Stars: Richard Dillane, Peter Brooke, Matt Kane, Natasha Loring, Stephen Jennings, Andre Weidman, Abena Ayivor, Sivu Nobongoza

Director: Sid Bennett

On the evidence of co-writer (with Jay Basu)-director Bennett’s cut price B feature ‘Lost World’ riff, the Andrews Sisters and Danny Kaye got it completely wrong in 1947 when they sang:

“So bongo, bongo, bongo, I don't wanna leave the Congo, oh no no no no no, Bingo, bangle, bungle, I'm so happy in the jungle, I refuse to go”.

But when explorer Dillane and his expedition go off in search of the prehistoric water creature he describes, a tad risibly (in line with quite a lot of the dialogue), as “The African Loch Ness Monster but much more plausible” they discover a Congo far removed from the Andrews/Kaye version. (To be fair, it’s not really the Congo, which is actually played – possibly the best performance in the picture – by South Africa.

Much of the found footage which comprises the film is the result of Dillane’s stroppy 15-year-old gadget freak son Kane who stows away to join his dad’s expedition and ends up placing mini-cameras everywhere to record the action featured on the hard drives that are the only evidence of what happened to the expedition whose helicopter is brought down in the middle of the jungle by massive pterodactyl-like flying creatures. The luckless expedition members are then faced with the terrifying task of staying alive in a strange land infested with bizarre prehistoric beasts…

The overrated chiller ‘The Blair Witch Project’ has a lot to answer for, especially for having established the now somewhat overused ‘found footage’ approach of using POV recording as a narrative device in, notably, ‘Cloverfield’ and less memorably in various horror movies as well as the truly ridiculous ‘Apollo 18’.

The best thing on the screen are the special effects-created creatures which easily upstage the human cast who bravely react to everything Bennett throws at them but are often brought down by leaden dialogue and seen-it-all-before situations. (it hardly helps, either, that ‘Congolese’ liaison-guide Ayivor, has an all-too obvious South African accent.
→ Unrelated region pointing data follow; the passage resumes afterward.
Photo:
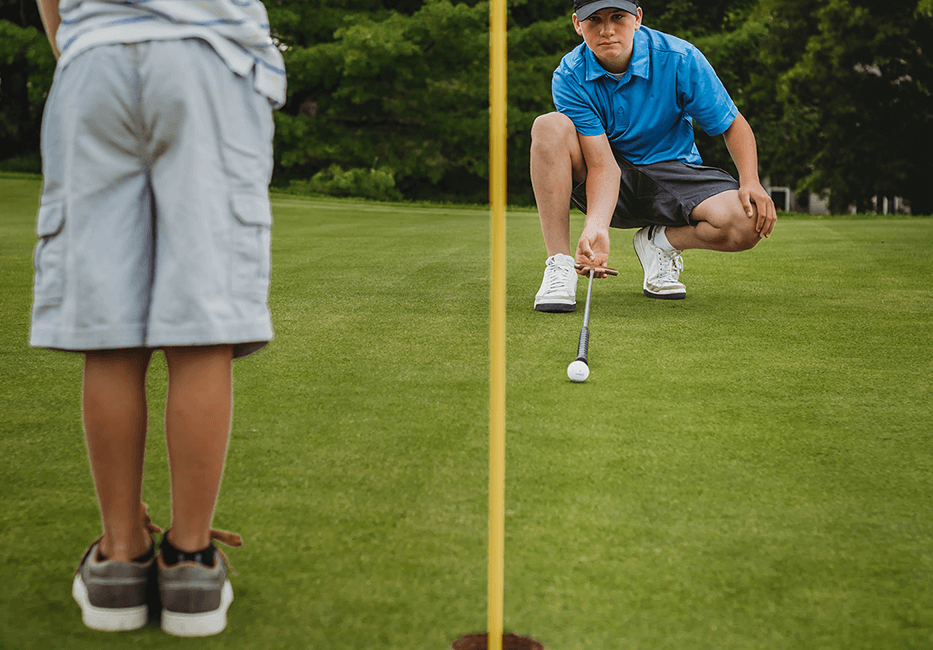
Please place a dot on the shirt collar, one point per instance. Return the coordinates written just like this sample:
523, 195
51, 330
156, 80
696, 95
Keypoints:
638, 67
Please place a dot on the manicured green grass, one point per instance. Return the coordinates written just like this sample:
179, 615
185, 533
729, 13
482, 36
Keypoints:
747, 468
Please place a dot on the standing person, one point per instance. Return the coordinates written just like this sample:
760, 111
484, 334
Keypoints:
621, 148
154, 229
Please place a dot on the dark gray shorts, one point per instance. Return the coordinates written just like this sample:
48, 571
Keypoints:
662, 194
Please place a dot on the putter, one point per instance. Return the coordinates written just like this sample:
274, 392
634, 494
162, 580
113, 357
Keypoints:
584, 344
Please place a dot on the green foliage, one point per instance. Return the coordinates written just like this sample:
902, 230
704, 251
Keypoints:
26, 68
837, 91
378, 184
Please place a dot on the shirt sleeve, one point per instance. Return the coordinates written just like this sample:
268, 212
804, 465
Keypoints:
571, 100
702, 94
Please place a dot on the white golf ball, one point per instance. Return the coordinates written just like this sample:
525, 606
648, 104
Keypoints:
578, 371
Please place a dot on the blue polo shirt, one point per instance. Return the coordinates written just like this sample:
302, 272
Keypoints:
647, 114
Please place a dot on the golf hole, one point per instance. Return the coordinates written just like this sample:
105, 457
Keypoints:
509, 642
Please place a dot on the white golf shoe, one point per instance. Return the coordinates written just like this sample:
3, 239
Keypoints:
558, 292
662, 268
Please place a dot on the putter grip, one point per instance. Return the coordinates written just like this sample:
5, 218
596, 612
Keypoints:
583, 346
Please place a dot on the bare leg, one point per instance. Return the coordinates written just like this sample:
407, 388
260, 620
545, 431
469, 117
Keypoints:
556, 164
115, 419
197, 429
722, 226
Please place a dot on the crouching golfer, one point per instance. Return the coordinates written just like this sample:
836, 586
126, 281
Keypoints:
621, 148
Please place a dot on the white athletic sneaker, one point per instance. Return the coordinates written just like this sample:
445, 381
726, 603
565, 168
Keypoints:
558, 292
662, 268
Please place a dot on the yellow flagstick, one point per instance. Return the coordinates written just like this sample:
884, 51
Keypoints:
497, 199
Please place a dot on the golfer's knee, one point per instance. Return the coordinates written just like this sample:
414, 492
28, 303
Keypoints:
742, 235
551, 128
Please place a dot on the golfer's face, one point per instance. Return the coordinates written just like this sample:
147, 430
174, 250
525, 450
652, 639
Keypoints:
609, 33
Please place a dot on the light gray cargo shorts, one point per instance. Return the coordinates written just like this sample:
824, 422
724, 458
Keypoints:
155, 222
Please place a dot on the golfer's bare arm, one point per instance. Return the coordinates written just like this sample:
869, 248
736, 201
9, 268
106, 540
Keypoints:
740, 141
51, 19
602, 193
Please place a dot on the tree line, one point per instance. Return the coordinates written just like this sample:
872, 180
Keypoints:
389, 98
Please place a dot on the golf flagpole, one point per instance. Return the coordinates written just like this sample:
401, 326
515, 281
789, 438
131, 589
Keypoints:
497, 199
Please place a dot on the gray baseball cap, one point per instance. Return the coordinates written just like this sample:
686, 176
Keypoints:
584, 8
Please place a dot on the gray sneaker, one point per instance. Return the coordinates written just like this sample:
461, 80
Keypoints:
195, 591
113, 595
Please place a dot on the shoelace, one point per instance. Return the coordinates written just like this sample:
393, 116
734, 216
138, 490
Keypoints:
227, 539
670, 265
147, 524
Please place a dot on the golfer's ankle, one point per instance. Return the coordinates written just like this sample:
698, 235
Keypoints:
125, 550
189, 542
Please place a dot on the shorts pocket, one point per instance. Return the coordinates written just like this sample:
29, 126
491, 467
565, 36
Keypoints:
252, 228
48, 259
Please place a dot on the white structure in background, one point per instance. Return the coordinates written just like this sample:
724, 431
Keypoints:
785, 200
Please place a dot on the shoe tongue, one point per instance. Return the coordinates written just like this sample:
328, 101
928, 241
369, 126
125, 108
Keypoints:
172, 555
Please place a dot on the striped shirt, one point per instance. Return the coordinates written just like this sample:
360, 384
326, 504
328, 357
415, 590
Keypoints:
238, 30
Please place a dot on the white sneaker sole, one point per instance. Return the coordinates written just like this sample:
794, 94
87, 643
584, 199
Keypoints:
678, 292
200, 624
108, 619
555, 305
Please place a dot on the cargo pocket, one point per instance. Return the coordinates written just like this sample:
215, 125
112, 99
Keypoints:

To be fair, it’s not terrible, simply over-familiar. That said, it really belongs on the small screen as opposition to, say, such television programmes like ‘Primeval’.

Alan Frank

South Afica 2011. UK Distributor: StudioCanal. Colour.
84 minutes. Widescreen. UK certificate: 12A.

Guidance ratings (out of 3): Sex/nudity 0, Violence/Horror 0, Drugs 1, Swearing 0.